For a trad dessert, thumbs up to Blas ar Fwyd’s stoutsoaked classic pud or Rebecca’s at Woodsend. Both family recipes, Rebecca’s tawny-toned option uses homegrown Bramley apples - a lingual-lingering citrus kick - and local carrots for added succulence and that coveted squidge. Blas’s is a mouth-pampering mahogany melange of the plumpest “vine fruit”. Good-claggy, it’s that rare gastronomic oxymoron of dense and light. Serve with Dylan’s or Halen Mon’s salted caramel spread or Crwst Barti’s rum version. Halen’s, smooth as a baby’s bottom, sings seaside and candyfloss, stopping thoughtfully short of sickly - a gustatory stimulant so potent, you’ll can-can round the kitchen.
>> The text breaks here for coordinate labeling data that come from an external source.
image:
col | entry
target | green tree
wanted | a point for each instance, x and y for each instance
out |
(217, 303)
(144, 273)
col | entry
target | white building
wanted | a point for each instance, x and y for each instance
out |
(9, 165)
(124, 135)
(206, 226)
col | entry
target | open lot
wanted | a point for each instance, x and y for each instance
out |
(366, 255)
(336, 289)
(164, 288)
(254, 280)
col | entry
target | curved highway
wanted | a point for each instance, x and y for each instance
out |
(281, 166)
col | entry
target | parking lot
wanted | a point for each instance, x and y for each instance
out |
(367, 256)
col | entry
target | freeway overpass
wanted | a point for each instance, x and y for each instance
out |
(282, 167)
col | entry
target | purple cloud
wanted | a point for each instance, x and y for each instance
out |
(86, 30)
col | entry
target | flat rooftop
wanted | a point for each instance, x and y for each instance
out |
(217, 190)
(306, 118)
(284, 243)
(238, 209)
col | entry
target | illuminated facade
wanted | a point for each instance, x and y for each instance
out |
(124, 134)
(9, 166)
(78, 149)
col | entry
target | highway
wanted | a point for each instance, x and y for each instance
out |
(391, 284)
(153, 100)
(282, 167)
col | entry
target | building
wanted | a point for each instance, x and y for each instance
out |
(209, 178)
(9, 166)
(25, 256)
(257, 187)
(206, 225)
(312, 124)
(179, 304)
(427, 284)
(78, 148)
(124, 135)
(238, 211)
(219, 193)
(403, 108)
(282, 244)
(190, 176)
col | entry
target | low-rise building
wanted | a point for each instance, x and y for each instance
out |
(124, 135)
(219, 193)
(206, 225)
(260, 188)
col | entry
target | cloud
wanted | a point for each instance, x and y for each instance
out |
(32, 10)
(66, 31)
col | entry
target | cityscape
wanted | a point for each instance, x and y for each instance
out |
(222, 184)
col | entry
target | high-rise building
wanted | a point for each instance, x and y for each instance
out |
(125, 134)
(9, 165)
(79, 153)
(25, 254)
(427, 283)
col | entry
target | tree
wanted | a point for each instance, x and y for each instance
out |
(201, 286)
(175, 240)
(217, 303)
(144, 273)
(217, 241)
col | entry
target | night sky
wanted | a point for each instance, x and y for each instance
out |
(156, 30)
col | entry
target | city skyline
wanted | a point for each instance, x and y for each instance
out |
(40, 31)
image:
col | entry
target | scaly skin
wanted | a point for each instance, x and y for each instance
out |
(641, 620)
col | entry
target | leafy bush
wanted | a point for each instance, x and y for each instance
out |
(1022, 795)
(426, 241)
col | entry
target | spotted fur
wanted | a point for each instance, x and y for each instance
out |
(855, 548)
For a chilled, homemade cheesecake, use dollops of pud, crumbling Caerphilly with cream cheese and lashings of whipped cream on a goaty base (ginger and oats!). If dried fruit is your downfall (Christmas-coloncauldron), try Cardigan Bay’s ambrosial, sumptuous, hedonism-in-one bite brownies, warmed, then doused with Frank’s in-most-supermarkets ice-cream or Ty Tanglwyst’s cream. Yum. For the only Welsh-produced clotted cream, Daffodil Foods’ indulgence will have you “fluttering and dancing” in the tum. Poetry in a pot. Order in their hampers or individually from Blas. Savour with Coaltown’s coffee : their Black Gold, nominally redolent of our miners’ toil is a triumph. Their Deep Winter is evocative of cosy, hearthside bliss. Tickety-boo. Nadolig Llysieuol Llawen.